Yup, no kidding! Those seemingly negative qualities can be exploited for investing success. The objective is to modify, control and direct our own mistakes through various strategems, tricks and techniques. The last few decades have seen tremendous advances in the field of behavioural finance and economics, which has documented the myriad errors of thinking and emotion that cause the downfall of an investor.

That knowledge can be turned into action to make the right decisions and stop doing the wrong things. But it isn't so simple as recognizing the fault and saying you will or won't do something. The "just do it" or "just say no" approach rarely works. Below are some techniques that go a step beyond and are much more likely to work. Most are taken from the books listed at the end of this post.

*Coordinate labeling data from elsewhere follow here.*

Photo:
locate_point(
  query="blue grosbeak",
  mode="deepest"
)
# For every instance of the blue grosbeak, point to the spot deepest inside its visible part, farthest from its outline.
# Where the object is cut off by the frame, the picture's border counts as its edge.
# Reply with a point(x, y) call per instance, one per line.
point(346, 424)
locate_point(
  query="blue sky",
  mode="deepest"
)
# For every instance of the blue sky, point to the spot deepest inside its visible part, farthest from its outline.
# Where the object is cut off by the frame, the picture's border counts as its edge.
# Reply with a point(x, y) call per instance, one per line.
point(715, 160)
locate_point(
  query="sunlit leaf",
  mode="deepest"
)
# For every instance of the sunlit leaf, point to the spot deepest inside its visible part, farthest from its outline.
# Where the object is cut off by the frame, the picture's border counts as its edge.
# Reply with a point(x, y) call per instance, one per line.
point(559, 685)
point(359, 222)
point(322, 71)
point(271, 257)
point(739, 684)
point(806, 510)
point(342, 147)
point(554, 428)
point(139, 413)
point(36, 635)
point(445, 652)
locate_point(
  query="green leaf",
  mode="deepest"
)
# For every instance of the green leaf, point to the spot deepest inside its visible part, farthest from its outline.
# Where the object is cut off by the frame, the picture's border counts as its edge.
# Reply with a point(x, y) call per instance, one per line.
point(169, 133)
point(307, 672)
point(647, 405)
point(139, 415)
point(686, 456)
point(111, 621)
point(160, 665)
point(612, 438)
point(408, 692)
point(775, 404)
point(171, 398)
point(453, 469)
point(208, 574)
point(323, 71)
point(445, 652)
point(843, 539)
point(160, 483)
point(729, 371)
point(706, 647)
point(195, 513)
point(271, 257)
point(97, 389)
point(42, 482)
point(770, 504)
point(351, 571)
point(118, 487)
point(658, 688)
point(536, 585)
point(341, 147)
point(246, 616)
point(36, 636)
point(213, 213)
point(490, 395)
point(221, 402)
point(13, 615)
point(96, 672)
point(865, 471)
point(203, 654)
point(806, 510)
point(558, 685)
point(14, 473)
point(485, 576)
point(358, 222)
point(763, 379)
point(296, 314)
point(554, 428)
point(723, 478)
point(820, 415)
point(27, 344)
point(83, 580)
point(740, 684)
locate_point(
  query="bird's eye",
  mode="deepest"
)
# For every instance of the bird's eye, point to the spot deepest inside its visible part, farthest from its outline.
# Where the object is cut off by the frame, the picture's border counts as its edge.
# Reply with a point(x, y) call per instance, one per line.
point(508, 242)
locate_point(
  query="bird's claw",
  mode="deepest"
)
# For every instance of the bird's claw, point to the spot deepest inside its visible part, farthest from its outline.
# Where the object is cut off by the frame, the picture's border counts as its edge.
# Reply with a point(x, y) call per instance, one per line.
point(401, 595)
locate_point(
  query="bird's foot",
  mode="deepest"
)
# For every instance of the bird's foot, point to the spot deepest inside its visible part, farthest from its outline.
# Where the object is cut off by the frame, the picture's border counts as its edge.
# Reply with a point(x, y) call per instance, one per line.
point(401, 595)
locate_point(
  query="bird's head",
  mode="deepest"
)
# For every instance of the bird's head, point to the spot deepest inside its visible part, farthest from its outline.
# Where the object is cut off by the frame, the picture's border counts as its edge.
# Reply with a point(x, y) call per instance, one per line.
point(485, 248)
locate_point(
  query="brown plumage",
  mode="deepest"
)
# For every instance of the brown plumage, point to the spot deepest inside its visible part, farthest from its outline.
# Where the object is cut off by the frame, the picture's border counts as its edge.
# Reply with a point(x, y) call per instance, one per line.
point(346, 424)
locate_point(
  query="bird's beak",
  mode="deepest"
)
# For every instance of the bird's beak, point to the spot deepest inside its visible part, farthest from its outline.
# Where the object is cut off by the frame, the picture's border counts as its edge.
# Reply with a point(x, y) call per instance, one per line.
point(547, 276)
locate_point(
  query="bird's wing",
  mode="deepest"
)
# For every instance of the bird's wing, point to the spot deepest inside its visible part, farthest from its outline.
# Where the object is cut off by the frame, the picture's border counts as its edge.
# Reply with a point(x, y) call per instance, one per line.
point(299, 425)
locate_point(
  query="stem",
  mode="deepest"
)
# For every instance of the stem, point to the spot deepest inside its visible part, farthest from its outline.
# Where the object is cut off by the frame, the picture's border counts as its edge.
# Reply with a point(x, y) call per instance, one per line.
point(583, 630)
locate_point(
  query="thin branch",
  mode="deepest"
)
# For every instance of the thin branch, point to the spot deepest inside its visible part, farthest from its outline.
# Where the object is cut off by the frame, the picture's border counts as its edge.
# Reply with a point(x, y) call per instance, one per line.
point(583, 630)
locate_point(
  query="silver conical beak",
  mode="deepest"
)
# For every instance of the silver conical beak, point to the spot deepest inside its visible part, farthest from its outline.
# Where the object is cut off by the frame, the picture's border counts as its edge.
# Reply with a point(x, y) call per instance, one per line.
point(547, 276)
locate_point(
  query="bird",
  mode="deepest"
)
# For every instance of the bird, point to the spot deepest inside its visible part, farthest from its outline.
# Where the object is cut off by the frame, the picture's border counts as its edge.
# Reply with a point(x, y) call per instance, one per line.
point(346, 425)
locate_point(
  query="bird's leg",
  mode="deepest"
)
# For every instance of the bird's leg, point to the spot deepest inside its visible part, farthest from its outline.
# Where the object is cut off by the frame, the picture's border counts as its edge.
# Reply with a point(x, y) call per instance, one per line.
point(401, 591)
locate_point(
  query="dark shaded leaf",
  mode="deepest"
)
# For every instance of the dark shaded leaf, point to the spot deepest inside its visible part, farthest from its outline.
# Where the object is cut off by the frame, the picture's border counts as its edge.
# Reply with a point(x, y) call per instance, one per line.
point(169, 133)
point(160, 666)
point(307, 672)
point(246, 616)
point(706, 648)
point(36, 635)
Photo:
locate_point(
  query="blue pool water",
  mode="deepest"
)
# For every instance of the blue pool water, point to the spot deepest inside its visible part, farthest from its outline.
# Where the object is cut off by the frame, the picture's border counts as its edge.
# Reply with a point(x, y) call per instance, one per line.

Being Lazy is good if you put things on autopilot through:
  • Automatic payroll deduction and transfer to your investment account, using even very small amounts if necessary. It is much harder psychologically to write a cheque today than to commit to the deduction tomorrow. One of the worst problems of investing is that people actually tend not to get around to diverting funds from current spending. The earlier in life the money is put to work, the more the long term effects of compounding can operate and the greater the end value at retirement.
  • Automatic investment in mutual funds and some ETFs, such as Claymore's, to get the money to work, instead of merely sitting in cash waiting for the investor to make a purchase.
  • Automatic dividend reinvestment, either through mutual funds, through ETFs such as BMO's and Claymore's, or through the online broker for individual companies which have DRIP programs. As this previous post showed, the reinvested dividends are one of the main sources of long term investment returns. This previous post explained DRIPs.
Procrastination will help if you,
  • Wait 24 hours after you have made an investment decision before implementing it, whether it is a buy or a sell. The idea is to let the sense of urgency, the emotion drain from the situation because the emotion will overpower your reason and prevent you from thinking rationally. It may still be the right decision and if it is, it will still be correct the next day. Whatever you lose from the one-day delay will be more than made up from avoiding the bad results of rash decisions.
  • Park money received as a gift, a work bonus, a tax refund, an inheritance into a bank savings account or money market fund for a week, a month or even longer until it starts to feel, as it will over time, like every other one of your hard-earned dollars. You will be much less likely to spend or invest it recklessly as if it was found money in a special category that isn't as valuable as earnings from work.
Being a Conformist can provide the benefit of leading you to,
  • Take the middle course by investing in index mutual funds or ETFs, which by definition will return the market average (minus a very small amount for fund management costs). You won't do better but you won't do worse either.
  • Do what all experts and advisors suggest and develop a written investment plan (see our previous post on the topic here). Such a plan will give the confidence to weather investment storms and the fortitude to resist temptations to jump into the latest hot investment company or sector. That will mean less trading and hopping about from one company or fund to another, which has been shown to significantly reduce investor returns. Writing it down is a key step since that will raise the personal buy-in. This factor and the previous point can combine to exploit the so-called sunk cost fallacy, a usually-negative factor which keeps people putting more money into an obviously failing project. Sunk cost behaviour will keep you putting more money into temporarily losing asset classes and index funds.
Books with these and other useful techniques
Disclaimer: this post is my opinion only and should not be construed as investment advice. Readers should be aware that the above comments are not an investment recommendation. They rest on other sources, whose accuracy is not guaranteed and the article may not interpret such results correctly. Do your homework before making any decisions and consider consulting a professional advisor.

10 comments:

Patrick said...

I have another one for you: the moment you get a raise, bump up your paycheque withdrawal by the corresponding amount (after tax). Then procrastinate as long as you want about what to do with the raise, secure in the knowledge that the longer the wait, the more your savings grow.

CanadianInvestor said...

> Patrick, both laziness and procrastination at the same time! Pretty good!